Just over half of the funds, $350,000 came from Commericialisation Australia, a federal government initiative to boost Australian start-ups.
Chief marketing officer Kit Kriewaldt told StartupSmart the government funds were an indication the government was increasingly focused on supporting Australian tech start-ups.
“That’s the way the start-up industry is going in Australia. Commercialisation Australia funded a lot of heavy industry and mining start-ups as well, but part of what drew them to us was we’re representative of the new economy and a bit of a shift in Australia’s business direction,” Kriewaldt says.
The platform allows users to publish ebooks, brochures and corporate newsletters as apps for mobile and desktop devices.
The platform is running on the iOS system, with the Android version in later stage beta testing. They intend to have a Microsoft 8 version out later this year.
The funding will allow the start-up to scale globally in the coming months.
“We’re looking to establish strong customer relationships in different key markets, including continental Europe, the UK, New York and Asia. We’re going to use the money to either get people on the ground and start some serious business development or for travel expenses of the core team,” Kriewaldt says.
They’ve already hired a business development manager in the UK, and will be using networks built while taking part in a Berlin accelerator program last year to locate similar roles in Europe.
“Asia is closer for us to travel to and we have fewer inroads there, so it’s better for us to send people there (Europe) for now,” Kriewaldt says.
Liquid State incorporated in October 2011. After graduating from the Startupbootcamp Berlin accelerator program in November 2012, the team of four returned to Brisbane and began raising funds.

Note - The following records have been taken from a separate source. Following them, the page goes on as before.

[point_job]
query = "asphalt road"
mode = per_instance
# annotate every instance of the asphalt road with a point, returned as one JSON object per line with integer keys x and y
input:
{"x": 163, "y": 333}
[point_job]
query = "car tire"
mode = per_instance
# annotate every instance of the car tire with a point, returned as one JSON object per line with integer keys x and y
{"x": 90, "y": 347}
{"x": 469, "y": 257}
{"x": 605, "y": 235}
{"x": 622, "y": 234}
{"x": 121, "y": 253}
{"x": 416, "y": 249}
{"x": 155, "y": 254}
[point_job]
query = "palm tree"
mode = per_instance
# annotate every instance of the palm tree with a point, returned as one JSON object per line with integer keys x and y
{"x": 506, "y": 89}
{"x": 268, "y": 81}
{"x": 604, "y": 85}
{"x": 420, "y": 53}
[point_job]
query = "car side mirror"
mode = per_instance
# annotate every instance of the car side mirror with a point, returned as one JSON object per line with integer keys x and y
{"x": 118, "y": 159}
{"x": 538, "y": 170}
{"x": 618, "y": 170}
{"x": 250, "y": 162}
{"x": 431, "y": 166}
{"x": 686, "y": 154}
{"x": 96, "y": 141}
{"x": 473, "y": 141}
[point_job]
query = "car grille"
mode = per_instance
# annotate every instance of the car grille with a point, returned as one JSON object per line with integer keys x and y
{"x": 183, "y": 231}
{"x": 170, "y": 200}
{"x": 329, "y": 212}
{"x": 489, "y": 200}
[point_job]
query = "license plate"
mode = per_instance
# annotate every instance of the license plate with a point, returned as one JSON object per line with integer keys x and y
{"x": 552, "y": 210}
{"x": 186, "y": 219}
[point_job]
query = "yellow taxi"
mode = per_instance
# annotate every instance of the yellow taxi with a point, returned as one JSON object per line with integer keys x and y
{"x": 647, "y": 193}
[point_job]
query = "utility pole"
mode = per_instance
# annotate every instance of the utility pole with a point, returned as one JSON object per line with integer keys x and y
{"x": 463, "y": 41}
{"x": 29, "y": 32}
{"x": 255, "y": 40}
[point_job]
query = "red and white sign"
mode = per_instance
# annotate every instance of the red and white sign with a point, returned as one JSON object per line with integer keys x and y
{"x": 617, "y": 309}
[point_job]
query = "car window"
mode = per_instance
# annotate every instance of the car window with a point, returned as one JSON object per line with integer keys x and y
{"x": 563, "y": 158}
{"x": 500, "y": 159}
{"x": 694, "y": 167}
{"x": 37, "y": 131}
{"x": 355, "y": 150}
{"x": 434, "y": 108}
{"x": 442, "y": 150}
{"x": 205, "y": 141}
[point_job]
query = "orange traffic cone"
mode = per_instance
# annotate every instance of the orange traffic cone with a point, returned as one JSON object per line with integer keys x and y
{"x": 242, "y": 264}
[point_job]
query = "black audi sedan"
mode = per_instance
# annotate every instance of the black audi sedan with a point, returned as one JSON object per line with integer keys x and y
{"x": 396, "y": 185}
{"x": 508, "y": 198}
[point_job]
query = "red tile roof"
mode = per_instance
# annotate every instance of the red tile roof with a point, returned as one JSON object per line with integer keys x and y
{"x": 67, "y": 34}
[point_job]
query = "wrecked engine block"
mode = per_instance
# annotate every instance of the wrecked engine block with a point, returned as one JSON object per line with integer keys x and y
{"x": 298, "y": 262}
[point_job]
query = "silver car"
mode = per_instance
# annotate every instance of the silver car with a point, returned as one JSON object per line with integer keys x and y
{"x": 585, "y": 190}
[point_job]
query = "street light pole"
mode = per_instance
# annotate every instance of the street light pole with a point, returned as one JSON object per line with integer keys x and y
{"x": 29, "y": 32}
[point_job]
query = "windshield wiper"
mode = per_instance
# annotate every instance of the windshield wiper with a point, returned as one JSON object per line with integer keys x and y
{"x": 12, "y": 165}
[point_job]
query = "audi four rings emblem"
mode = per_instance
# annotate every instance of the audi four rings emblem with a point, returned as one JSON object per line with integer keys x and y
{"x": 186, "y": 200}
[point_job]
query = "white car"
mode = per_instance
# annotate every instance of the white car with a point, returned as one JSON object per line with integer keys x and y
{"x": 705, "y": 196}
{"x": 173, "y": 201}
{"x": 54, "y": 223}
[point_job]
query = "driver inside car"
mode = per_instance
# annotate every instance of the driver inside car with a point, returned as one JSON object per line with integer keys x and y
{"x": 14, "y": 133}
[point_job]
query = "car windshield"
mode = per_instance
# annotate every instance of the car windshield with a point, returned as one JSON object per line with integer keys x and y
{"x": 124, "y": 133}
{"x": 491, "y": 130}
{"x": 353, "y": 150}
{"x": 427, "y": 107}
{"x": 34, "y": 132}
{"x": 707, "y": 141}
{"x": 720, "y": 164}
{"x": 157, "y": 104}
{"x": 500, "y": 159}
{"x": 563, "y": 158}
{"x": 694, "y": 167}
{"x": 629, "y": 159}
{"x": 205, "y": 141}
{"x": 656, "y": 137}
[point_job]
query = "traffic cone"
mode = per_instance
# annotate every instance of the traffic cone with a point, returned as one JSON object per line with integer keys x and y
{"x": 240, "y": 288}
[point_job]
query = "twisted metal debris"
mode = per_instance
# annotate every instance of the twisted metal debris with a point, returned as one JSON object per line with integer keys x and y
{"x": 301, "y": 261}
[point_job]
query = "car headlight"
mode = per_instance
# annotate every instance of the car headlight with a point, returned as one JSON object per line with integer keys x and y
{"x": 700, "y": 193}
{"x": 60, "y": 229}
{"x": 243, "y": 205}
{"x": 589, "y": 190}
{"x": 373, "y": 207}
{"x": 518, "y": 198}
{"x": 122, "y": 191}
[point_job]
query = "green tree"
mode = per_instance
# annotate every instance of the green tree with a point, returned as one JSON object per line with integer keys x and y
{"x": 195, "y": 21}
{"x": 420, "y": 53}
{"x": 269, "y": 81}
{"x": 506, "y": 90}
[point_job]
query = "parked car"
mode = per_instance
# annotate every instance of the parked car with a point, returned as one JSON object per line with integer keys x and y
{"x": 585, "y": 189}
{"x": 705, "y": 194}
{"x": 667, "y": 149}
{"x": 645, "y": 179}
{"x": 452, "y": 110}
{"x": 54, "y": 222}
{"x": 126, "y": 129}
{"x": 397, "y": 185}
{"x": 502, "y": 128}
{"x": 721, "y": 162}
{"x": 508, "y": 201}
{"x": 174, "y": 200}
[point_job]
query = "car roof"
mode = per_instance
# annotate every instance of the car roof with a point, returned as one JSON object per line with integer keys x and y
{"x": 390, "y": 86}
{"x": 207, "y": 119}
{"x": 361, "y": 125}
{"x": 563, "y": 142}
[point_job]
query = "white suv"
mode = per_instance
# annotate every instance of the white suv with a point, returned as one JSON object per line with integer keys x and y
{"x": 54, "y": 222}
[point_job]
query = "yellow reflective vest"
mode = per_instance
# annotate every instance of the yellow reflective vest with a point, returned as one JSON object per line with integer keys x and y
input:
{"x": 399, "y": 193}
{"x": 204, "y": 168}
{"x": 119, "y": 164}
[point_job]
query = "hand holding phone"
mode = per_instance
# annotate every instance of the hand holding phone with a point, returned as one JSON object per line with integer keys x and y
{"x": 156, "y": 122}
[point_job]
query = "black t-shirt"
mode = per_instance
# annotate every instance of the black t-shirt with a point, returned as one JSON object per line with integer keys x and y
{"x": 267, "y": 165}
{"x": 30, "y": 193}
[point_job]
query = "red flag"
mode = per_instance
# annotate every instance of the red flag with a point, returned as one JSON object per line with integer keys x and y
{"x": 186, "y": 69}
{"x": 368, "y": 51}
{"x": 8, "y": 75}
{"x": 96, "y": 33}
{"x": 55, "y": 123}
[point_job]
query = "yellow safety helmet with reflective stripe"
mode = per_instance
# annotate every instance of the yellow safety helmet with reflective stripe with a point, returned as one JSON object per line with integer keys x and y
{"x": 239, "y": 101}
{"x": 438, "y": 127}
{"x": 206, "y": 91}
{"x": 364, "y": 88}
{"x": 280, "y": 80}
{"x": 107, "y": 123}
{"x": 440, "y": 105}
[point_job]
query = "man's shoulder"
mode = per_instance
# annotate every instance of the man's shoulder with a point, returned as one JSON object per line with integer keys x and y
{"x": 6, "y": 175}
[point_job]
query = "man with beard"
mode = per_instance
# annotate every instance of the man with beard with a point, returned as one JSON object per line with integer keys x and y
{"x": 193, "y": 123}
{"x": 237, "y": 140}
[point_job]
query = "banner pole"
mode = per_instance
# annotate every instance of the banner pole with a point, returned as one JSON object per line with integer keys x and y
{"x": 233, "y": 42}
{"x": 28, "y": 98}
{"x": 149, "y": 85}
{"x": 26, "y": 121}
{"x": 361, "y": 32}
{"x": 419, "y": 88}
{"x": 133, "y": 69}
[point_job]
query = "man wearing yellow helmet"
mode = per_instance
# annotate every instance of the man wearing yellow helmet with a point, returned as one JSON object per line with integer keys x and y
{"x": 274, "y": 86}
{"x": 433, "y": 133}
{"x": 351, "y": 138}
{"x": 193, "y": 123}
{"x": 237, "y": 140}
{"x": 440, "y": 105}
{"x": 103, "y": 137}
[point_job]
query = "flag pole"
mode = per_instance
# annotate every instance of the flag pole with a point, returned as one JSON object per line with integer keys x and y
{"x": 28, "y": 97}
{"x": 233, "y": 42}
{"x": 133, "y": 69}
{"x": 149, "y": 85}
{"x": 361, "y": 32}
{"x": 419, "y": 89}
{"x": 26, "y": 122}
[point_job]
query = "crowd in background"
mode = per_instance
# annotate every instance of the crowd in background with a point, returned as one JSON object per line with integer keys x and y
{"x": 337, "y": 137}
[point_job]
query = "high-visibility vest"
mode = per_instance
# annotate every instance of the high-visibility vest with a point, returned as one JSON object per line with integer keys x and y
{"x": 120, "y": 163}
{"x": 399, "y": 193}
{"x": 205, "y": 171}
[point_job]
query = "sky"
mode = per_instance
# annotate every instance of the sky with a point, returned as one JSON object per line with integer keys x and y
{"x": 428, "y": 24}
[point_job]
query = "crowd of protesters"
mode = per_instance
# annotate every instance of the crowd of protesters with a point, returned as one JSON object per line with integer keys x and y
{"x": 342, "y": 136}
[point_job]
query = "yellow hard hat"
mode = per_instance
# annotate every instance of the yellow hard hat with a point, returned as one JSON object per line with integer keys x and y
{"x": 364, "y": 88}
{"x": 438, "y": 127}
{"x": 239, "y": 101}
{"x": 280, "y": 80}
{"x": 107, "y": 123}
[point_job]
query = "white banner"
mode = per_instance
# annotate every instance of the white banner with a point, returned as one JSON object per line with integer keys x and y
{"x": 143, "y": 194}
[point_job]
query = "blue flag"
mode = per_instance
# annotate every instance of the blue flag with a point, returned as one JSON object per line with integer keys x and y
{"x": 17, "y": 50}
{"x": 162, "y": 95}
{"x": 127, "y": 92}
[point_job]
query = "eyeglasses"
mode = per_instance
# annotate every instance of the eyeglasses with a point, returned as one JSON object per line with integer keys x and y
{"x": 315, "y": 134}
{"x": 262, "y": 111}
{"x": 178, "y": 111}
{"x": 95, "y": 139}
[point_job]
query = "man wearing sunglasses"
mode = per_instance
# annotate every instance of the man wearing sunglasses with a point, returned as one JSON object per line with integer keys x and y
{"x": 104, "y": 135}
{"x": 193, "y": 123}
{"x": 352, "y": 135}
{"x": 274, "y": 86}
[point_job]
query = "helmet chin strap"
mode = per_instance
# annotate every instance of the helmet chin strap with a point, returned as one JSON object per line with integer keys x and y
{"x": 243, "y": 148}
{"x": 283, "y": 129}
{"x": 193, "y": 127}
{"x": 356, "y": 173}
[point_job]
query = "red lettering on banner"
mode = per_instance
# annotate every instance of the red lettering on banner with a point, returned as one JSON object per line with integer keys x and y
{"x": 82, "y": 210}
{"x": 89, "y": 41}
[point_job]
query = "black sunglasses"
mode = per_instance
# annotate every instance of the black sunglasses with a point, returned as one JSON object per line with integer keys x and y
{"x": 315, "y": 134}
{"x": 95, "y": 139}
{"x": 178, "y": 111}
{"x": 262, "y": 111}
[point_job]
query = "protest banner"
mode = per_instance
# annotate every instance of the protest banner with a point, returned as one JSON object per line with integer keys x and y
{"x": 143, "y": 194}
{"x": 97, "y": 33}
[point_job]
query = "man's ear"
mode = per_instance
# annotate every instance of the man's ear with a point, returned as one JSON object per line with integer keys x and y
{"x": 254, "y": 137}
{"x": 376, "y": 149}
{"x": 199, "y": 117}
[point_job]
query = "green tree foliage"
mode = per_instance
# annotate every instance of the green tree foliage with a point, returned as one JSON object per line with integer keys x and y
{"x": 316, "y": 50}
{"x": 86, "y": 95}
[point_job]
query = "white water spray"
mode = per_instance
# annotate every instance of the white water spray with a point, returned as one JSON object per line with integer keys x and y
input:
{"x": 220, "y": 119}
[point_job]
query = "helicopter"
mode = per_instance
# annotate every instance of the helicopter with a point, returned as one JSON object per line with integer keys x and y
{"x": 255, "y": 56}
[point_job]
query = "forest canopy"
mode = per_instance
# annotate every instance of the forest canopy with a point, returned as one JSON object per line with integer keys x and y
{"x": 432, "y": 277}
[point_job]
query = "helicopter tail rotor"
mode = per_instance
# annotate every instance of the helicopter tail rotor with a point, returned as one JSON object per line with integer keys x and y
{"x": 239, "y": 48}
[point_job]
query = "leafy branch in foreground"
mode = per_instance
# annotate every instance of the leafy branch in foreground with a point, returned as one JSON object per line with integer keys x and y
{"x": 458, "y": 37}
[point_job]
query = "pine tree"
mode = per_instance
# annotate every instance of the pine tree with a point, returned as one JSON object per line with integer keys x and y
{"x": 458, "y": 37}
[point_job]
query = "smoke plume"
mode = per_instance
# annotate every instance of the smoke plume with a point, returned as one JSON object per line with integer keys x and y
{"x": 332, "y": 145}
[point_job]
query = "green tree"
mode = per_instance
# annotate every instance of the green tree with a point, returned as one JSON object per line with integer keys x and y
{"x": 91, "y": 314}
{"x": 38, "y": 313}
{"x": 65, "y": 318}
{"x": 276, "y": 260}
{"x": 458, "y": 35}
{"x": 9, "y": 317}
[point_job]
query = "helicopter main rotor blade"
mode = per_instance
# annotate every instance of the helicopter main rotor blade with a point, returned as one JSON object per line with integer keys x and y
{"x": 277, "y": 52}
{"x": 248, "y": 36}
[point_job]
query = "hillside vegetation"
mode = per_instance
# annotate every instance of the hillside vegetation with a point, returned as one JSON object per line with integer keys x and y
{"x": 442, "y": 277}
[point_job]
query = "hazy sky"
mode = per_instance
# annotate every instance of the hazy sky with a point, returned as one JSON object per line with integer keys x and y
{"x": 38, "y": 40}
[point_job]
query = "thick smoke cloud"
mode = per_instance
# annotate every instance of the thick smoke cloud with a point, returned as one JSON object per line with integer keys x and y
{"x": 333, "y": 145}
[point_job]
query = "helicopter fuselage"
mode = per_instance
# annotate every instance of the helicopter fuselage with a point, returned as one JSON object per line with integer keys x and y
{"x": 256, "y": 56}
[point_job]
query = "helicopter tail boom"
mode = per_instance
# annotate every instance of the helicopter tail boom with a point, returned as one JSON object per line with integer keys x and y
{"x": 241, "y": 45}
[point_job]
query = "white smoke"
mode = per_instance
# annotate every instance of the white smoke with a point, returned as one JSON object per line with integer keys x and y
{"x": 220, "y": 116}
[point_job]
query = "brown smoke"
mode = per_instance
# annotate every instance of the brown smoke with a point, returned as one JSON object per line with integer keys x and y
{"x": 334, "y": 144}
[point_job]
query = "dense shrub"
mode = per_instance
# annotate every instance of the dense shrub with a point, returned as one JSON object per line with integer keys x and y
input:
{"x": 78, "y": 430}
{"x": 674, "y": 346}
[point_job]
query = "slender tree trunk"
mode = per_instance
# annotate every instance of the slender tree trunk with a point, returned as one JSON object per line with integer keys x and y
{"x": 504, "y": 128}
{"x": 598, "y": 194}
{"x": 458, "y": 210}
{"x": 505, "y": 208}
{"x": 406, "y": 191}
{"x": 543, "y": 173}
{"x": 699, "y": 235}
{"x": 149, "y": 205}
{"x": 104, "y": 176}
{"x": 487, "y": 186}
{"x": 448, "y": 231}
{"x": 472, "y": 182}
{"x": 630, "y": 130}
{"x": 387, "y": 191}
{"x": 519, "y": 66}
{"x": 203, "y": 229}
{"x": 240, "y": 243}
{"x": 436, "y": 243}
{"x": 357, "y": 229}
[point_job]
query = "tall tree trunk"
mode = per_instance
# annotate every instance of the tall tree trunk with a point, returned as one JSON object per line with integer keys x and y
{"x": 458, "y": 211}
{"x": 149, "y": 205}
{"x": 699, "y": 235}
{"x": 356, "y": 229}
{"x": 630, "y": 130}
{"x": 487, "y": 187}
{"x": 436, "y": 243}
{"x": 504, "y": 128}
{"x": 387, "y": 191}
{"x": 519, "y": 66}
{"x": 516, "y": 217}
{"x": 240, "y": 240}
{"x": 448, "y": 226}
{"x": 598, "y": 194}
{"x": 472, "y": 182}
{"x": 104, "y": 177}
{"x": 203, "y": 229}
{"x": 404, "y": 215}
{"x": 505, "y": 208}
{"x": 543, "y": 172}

“We’re still asking ourselves exactly how we got the angel funding,” Kriewaldt says, adding they had always intended to pitch to Brisbane Angels. “It’s not a very sexy or exciting process, but we pitched to the group and it went from there.”
Kriewaldt says that having to pitch their business every day for six months during the Berlin bootcamp helped them get a clear vision for their business and how to sell it.